Walliam's Awful Auntie (HarperCollins) shifted 37,903 print units through Nielsen BookScan's Total Consumer Market, and with four straight number ones, Walliams has recorded the longest streak atop the charts this year by a British-born author. Since it was published on 27th September the book has sold just over 181,000 units through the TCM, making it the best selling children's fiction title of the year in just four weeks of sale.
In his Booker winner's speech last week, Flanagan thanked the judges for the £50,000 prize cheque, revealing he had been so hard up for money after finishing The Narrow Road to the Deep North (Chatto) that he had contemplated working in a mine. However, Flanagan may not have to rely solely on the prize money. The Narrow Road… shifted 10,242 print units last week, a massive 3,141% week on week sales hike, good enough for 11th place on the overall chart—and second in Original Fiction—the first time Flanagan has ever hit the Top 50. The £137,430 the book earned last week through the TCM eclipsed Flanagan's combined BookScan sales for the previous 10 years.
Despite Flanagan's Booker surge, he was unable to displace Martina Cole's The Good Life (Headline) from the top of Original Fiction. The Good Life retained its pole position for the second straight week by shifting 11,484 units. Similarly in Hardback Fiction, Roy Keane and Roddy Doyle's The Second Half (Weidenfeld) also retained its number one for the second consecutive week, selling 19,956 copies.
Both Keane's memoir and Cole's novel had week on week sales declines (-5% and 12%, respectively), yet this was largely in line with the market as a whole.
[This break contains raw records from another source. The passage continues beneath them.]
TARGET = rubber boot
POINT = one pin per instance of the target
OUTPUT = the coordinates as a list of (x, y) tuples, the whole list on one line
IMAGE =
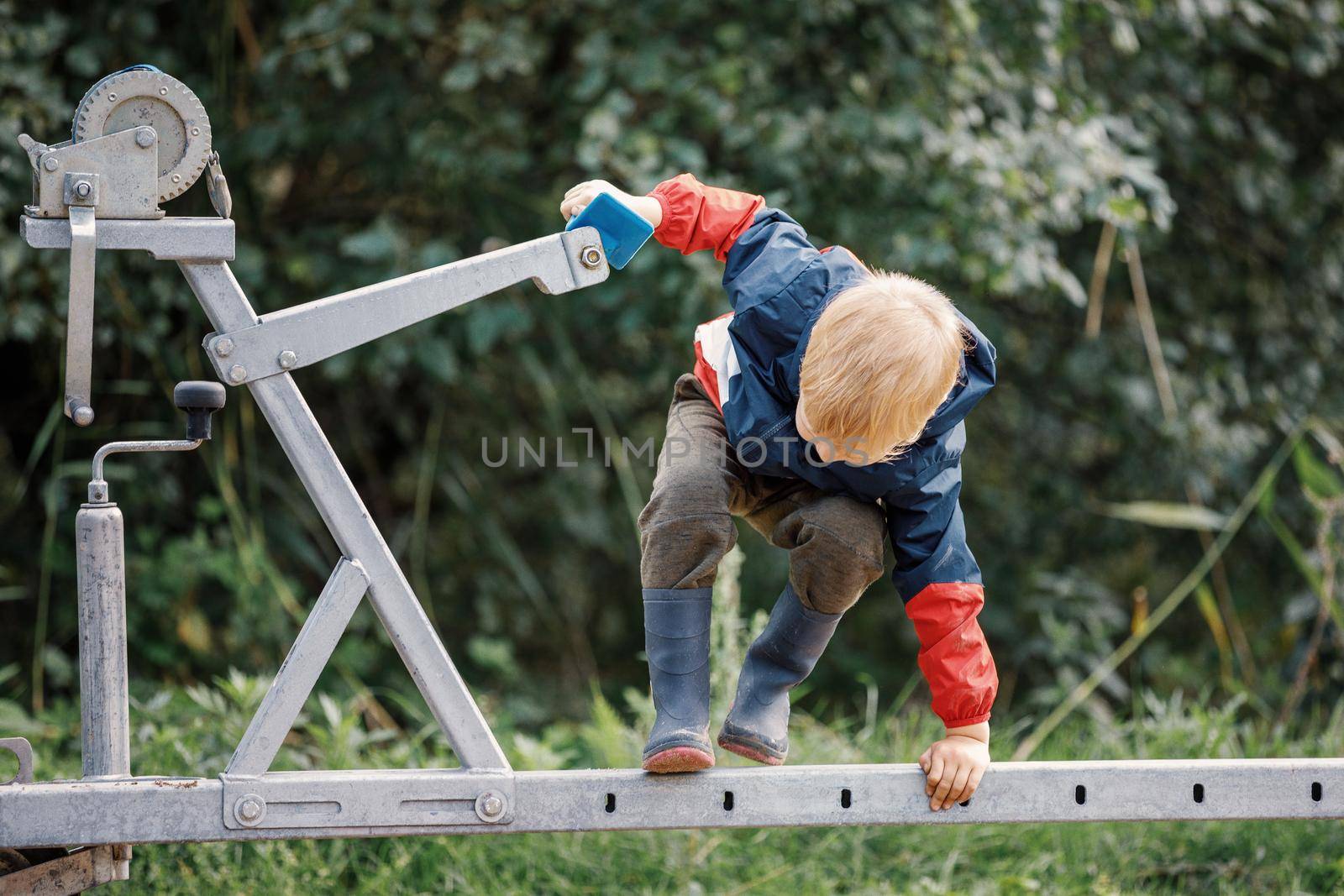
[(676, 637), (785, 653)]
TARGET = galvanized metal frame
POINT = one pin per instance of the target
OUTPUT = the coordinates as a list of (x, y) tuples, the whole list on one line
[(486, 794)]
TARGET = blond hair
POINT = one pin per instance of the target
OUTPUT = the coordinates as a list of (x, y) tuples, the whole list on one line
[(882, 358)]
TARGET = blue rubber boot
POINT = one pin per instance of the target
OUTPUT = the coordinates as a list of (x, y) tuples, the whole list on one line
[(785, 653), (676, 637)]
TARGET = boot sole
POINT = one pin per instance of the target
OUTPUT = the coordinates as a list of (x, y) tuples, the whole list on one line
[(679, 759), (748, 750)]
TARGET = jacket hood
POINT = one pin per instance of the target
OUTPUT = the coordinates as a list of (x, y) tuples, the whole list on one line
[(978, 376)]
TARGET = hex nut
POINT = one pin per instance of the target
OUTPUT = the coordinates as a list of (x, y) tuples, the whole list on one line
[(491, 806), (250, 810)]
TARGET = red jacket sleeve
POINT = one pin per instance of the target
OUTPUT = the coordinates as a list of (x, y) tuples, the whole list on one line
[(953, 654), (696, 217), (940, 580)]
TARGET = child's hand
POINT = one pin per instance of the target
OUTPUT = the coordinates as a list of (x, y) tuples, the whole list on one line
[(956, 765), (581, 195)]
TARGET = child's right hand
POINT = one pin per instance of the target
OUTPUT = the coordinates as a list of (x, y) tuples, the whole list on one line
[(578, 197)]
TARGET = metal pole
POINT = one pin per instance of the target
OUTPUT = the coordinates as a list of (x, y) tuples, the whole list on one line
[(104, 701)]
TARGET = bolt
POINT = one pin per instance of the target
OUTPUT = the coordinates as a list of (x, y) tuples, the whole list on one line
[(490, 806), (249, 809)]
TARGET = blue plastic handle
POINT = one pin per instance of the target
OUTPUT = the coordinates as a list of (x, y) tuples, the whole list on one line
[(622, 228)]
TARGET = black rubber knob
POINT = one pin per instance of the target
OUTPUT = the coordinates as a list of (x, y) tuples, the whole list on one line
[(201, 399)]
Overall, revenues were £27.8m, a 7.3% dip from the previous Super Thursday-boosted week, which at £30.97m, was 2014's biggest seven-day total through the TCM. Last week was a marginal drop (-1%) on the same week in 2013.
James Patterson's 21st Alex Cross novel, Cross My Heart (Arrow), knocked Gillian Flynn's Gone Girl (Phoenix) off the top spot in Mass Market Fiction after three straight weeks, selling 20,644 units—although combined sales of Gone Girl's original and tie-in editions totalled just over 30,000 units. This was Patterson’s fifth week atop Mass Market Fiction in 2014 with three different titles.